Samen met twee onderaannemers hoedt stadsherder Martin Oosthoek 2500 schapen in en rondom Rotterdam. Goed voor de biodiversiteit. En voor de lokale wolvoorziening … zou je denken. Jarenlang werd de Rotterdamse wol helaas verbrand, omdat het niks opleverde. Dat veranderde, toen Martin hierover met de gemeente in gesprek ging.
Het was eigenlijk een terloopse opmerking, die het balletje -of beter bolletje- aan het rollen bracht. Martin was in gesprek met een gemeenteambtenaar over het reilen en zeilen van zijn kudde. ‘Ik zei dat de begrazing goed ging, maar dat het wel jammer was dat de wol werd weggegooid’, vertelt de stadsherder. ‘Elk jaar 5000 kilo wol zomaar de verbrandingsoven in. Dat moest toch anders kunnen? Die man was het met me eens, want dit paste niet in de circulaire ambities van de stad.’
Martin werd in contact gebracht met de transitieregisseur Groene Stromen bij de gemeente. ‘Zij heeft dat heel goed opgepakt en er een speciaal project van gemaakt: De Zachte Stad. Ontwerper Christien Meindertsma, die de mooiste dingen kan maken van wol, werd gevraagd aan dit project mee te werken.’ De ontwerpster bracht al haar kennis van ontwerpen en produceren met lokale wol mee in het project, net als haar liefde voor het zachte en tegelijkertijd oersterke materiaal. Ze mocht zich uitleven op een zeecontainer met 5000 kilo Rotterdamse schapenwol.
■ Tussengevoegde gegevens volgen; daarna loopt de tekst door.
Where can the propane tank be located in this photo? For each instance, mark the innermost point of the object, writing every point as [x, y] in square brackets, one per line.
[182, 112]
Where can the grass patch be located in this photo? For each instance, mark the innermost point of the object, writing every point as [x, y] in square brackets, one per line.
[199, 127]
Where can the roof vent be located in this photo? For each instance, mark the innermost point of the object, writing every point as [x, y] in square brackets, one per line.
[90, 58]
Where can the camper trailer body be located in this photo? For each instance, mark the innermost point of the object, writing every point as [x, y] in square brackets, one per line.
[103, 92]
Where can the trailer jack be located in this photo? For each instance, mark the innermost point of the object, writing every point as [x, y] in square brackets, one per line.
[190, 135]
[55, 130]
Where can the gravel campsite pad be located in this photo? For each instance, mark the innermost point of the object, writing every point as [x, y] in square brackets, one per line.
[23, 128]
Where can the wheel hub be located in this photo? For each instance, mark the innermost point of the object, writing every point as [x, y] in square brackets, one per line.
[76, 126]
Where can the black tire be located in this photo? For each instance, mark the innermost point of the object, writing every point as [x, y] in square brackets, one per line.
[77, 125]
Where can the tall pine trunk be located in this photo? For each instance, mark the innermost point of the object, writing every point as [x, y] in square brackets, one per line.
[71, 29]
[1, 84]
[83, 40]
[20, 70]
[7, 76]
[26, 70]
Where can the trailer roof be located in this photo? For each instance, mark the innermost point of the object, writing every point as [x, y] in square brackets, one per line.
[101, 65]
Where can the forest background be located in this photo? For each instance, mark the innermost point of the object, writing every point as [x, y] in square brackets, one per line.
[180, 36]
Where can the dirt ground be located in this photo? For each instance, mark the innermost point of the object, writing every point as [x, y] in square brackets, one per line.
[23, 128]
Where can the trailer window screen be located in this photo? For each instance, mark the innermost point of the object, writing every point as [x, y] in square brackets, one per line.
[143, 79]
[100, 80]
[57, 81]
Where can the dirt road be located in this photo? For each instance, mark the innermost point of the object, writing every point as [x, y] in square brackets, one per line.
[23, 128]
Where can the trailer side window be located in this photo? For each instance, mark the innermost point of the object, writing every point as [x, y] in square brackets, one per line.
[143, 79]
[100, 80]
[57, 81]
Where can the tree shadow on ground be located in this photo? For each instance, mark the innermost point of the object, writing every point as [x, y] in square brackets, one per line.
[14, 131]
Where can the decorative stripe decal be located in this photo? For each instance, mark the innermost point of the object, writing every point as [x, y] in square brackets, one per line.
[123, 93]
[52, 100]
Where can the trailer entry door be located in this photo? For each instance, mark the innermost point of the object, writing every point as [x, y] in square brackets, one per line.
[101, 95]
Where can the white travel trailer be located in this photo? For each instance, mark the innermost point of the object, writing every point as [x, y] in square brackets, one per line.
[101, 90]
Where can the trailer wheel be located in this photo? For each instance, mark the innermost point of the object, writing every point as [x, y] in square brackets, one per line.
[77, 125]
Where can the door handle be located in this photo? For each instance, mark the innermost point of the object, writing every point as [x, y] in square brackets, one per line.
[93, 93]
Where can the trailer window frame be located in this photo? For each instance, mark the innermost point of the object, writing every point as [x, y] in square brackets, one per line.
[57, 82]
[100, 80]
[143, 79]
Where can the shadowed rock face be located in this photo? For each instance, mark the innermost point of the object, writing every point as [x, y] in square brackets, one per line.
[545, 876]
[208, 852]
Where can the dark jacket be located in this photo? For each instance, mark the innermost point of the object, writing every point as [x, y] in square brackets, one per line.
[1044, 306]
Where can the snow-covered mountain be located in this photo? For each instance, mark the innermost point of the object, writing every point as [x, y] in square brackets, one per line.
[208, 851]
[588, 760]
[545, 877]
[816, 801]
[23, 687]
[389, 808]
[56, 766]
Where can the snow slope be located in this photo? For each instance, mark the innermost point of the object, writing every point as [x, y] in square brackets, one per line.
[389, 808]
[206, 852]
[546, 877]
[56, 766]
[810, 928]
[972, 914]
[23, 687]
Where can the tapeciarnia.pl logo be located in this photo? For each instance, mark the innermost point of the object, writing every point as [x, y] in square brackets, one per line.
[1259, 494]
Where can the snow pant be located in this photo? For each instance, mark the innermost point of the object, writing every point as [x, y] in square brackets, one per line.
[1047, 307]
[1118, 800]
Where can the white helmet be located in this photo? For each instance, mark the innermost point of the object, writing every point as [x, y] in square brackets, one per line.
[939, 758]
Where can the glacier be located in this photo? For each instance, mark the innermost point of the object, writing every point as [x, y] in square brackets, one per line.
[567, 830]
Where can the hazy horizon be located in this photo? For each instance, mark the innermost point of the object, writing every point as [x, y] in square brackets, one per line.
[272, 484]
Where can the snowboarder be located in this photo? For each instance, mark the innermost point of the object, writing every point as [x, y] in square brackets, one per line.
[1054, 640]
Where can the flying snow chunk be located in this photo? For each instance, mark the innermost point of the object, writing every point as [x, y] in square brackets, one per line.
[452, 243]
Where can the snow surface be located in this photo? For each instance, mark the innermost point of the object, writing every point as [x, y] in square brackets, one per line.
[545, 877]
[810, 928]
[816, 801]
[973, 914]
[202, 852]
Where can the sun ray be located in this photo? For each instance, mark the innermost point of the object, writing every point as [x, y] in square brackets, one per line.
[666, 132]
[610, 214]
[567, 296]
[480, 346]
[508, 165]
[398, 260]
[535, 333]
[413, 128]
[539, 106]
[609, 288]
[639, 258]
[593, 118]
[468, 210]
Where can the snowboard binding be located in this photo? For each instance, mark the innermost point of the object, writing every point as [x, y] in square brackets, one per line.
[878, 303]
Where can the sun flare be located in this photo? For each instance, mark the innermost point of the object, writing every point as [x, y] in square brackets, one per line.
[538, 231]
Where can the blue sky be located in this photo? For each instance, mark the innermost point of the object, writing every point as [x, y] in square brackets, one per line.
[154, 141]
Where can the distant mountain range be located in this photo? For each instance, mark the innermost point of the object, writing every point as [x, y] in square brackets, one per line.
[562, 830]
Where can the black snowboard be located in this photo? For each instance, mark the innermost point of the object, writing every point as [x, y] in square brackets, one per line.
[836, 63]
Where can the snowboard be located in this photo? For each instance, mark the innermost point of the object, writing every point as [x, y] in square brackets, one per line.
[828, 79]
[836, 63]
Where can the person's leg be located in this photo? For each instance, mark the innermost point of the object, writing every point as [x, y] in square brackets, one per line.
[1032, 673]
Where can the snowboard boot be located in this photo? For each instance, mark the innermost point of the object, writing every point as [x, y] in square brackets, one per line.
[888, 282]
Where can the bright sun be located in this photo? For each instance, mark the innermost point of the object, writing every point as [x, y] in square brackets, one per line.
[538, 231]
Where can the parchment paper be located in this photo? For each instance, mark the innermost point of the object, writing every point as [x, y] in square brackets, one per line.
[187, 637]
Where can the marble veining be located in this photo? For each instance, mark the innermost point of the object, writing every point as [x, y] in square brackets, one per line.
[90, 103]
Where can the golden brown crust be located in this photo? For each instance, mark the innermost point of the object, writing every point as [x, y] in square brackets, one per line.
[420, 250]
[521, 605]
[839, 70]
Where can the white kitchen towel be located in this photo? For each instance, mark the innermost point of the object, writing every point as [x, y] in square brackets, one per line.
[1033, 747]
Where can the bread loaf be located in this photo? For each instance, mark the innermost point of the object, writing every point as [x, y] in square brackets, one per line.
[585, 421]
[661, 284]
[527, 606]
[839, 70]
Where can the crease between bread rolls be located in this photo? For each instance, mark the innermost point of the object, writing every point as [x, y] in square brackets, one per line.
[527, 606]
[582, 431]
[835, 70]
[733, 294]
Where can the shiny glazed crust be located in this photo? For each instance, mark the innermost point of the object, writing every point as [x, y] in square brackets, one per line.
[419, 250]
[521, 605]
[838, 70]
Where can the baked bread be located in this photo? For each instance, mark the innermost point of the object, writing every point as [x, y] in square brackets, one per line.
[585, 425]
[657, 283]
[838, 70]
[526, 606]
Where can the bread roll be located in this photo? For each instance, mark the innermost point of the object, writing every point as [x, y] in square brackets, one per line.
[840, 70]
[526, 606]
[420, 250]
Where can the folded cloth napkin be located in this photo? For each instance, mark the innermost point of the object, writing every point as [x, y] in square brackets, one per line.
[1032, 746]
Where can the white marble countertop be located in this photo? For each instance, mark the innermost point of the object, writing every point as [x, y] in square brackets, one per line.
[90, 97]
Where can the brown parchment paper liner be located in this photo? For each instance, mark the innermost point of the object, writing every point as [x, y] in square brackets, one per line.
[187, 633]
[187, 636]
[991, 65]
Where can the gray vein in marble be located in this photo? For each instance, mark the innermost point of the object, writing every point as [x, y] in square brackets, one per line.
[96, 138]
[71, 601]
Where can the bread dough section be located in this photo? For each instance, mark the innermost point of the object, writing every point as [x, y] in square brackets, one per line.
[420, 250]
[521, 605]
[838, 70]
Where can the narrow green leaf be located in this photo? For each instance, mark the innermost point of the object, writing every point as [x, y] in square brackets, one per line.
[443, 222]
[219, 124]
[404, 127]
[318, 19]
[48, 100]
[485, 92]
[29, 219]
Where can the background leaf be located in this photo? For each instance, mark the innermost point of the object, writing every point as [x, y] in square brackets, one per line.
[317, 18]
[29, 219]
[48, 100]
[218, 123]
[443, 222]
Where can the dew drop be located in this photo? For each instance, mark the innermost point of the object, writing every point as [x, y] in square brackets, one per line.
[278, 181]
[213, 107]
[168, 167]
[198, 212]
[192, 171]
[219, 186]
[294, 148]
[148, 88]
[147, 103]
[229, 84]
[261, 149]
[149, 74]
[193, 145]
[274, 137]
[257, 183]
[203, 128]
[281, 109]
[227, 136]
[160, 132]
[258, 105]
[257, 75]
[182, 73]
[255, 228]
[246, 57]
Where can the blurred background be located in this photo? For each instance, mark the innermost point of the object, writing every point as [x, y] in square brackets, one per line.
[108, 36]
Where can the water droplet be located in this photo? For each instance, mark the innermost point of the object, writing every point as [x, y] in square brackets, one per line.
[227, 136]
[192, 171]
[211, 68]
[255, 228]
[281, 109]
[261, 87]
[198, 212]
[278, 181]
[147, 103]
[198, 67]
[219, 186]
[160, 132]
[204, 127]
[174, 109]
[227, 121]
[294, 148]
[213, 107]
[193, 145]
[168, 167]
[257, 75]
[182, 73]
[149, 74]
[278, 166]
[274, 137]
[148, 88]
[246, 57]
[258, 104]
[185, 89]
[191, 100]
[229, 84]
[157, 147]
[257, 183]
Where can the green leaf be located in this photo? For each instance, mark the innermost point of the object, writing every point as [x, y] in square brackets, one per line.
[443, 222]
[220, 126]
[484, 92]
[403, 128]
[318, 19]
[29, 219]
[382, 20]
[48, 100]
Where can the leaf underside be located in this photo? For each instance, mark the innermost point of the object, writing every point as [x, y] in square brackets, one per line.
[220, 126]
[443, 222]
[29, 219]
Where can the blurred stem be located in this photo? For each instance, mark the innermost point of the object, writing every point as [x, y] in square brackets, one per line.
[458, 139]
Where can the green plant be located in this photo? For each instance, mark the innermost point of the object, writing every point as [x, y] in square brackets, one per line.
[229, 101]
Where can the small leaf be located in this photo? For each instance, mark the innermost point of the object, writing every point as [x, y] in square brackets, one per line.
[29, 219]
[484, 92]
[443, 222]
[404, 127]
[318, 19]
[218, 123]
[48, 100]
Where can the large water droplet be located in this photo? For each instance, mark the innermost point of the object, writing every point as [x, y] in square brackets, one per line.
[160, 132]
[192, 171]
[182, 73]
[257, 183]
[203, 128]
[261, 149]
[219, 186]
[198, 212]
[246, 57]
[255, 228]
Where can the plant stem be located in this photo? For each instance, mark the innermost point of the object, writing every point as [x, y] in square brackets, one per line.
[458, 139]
Ook al was het materiaal gelabeld als afvalwol, Christien was aangenaam verrast door de goede kwaliteit.
‘Misschien loop ik ooit wel in kleding van mijn eigen kudde’
Behalve kleding kent wol ook andere circulaire toepassingen. Zo zou schuimvulling van composieten in auto’s en meubels heel goed en veel milieuvriendelijker door wol vervangen kunnen worden. Tijdens haar werk voor het project vond Christien Meindertsma zelfs nog iets uit. Zij ontdekte dat je zónder water te gebruiken, machinaal 3D met wol kunt vilten. Daardoor kun je er grotere objecten mee maken, bijvoorbeeld om schuimrubber te vervangen. Daarnaast kan schapenwol worden toegepast in producten voor luchtzuivering of isolatie, als bodemverbeteraar, designproducten van vilt of biobased bouwmateriaal voor groendaken.
Martin is blij dat er nu iets met de wol gedaan wordt. ‘Ik heb bijvoorbeeld een kostuum van Rotterdamse wol gezien, waar je echt niet in voor lul loopt. Ongelooflijk wat ze allemaal met de wol van onze schapen kunnen maken. Ik ben daardoor zelf ook anders naar wol gaan kijken. Als ik schapen uitkies, let ik nu beter op de vacht. Terwijl het me eerst vooral ging om een goed begrazingsschaap met goed kuddegedrag. Misschien loop ik ooit wel in kleding van mijn eigen kudde. Gaaf toch?’